Picture it. On a warm summer morning, you’re at a farm just an hour from DC, and you’ve just picked a basket full of fresh zucchini, cherries or string beans. Now imagine that you pick four more baskets just like it…and give them all away. That’s gleaning!

With biblical roots, gleaning is one of the oldest commandments intended to help the poor. Leviticus 23:22 directs farmers to leave at least one-sixtieth of the edges of their fields unpicked, to not pick up fruit that has fallen to the ground and to not pick up bits of the harvest falls during transport. These leftovers are left for others—the poor, the stranger, widows and orphans, the Torah says—to pick up. The best-known gleaners may be the biblical Ruth and her mother-in-law Naomi, both widows. The two poor women go to glean in the fields belonging to Boaz, who winds up marrying Ruth, and they become the ancestors of King David.

Today’s gleaning takes a bit of a modern twist, yet the outcomes remain the same. I have been volunteering with DC Central Kitchen’s gleaning program since 2016. It is both a satisfying and humbling experience that makes me consider food insecurity, farm workers’ rights and food waste.

Soup kitchens and food pantries struggle to maintain adequate inventory of fresh produce, which is difficult to obtain due to high costs. In our area, they receive large donations of fresh fruits and vegetables infrequently, as shelf-stable grocery items are easier to store and last longer.
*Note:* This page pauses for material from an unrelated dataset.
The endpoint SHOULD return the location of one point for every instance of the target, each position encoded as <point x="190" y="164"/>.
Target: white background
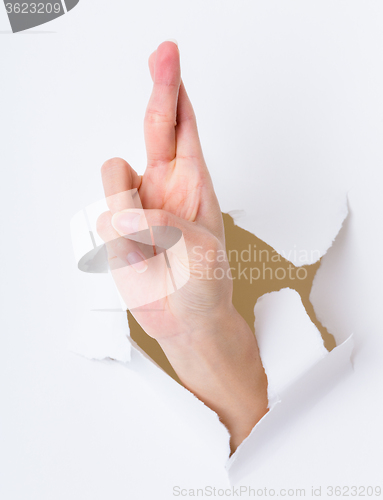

Organizations like Arlington Food Assistance Center (AFAC) and Nourish Now in Montgomery County, Maryland run food collection drives throughout the year. Community kitchens also rely on donations to operate, and some, like DC Central Kitchen (DCCK), prepare thousands of meals every day to serve the city’s homeless population. AFAC and DCCK have run volunteer gleaning programs for the past few years, enabling them to offer their clients fresh, local produce.

Many farms are unable to pick all of the produce that is grown each year due to a lack of labor, unfavorable weather conditions or insufficient time. When a farm’s only options are to turn crops under and restart that field again the next season or pull up and compost plants and produce, everyone loses. Un-harvested produce represents a financial loss to farmers and can attract pests and insects. Gleaners pick crops that have over-produced, are the wrong size for commercial harvest (usually too large), are at the end of a growing season and can’t be picked efficiently because they are scattered throughout the fields or are too “ugly” or oddly shaped to be sold. Most farmers would prefer that excess fruits and vegetables be consumed rather than wasted.

There is a bit of mystery when it comes to what gleaners are likely to encounter. Unexpectedly ideal conditions may lead to an overly abundant field of corn, or a commercial buyer might reduce the size of their order. Tomatoes may ripen through late September, but if the farm’s schedule can only accommodate picking until Labor Day, the rest is lost. Once gleaned and returned to DCCK, skilled chefs, most of whom have trained there, prepare the giant squash, super sweet strawberries or crunchy carrots picked that morning within a day or two to serve the community in need.

DCCK’s volunteers travel up to two hours from DC to glean at a farm, anywhere from the Shenandoah all the way to the Eastern Shore of Maryland. We volunteer at both commercial farms and the “U-Pick”-style farms you might visit with your family.

There are many ways to engage and give back. Gleaning makes me feel connected to the Jewish value of tikkun olam (repairing the world). There is something particularly fitting about trying to heal the world by taking crops that would otherwise go to waste and harvesting them to feed those who are hungry.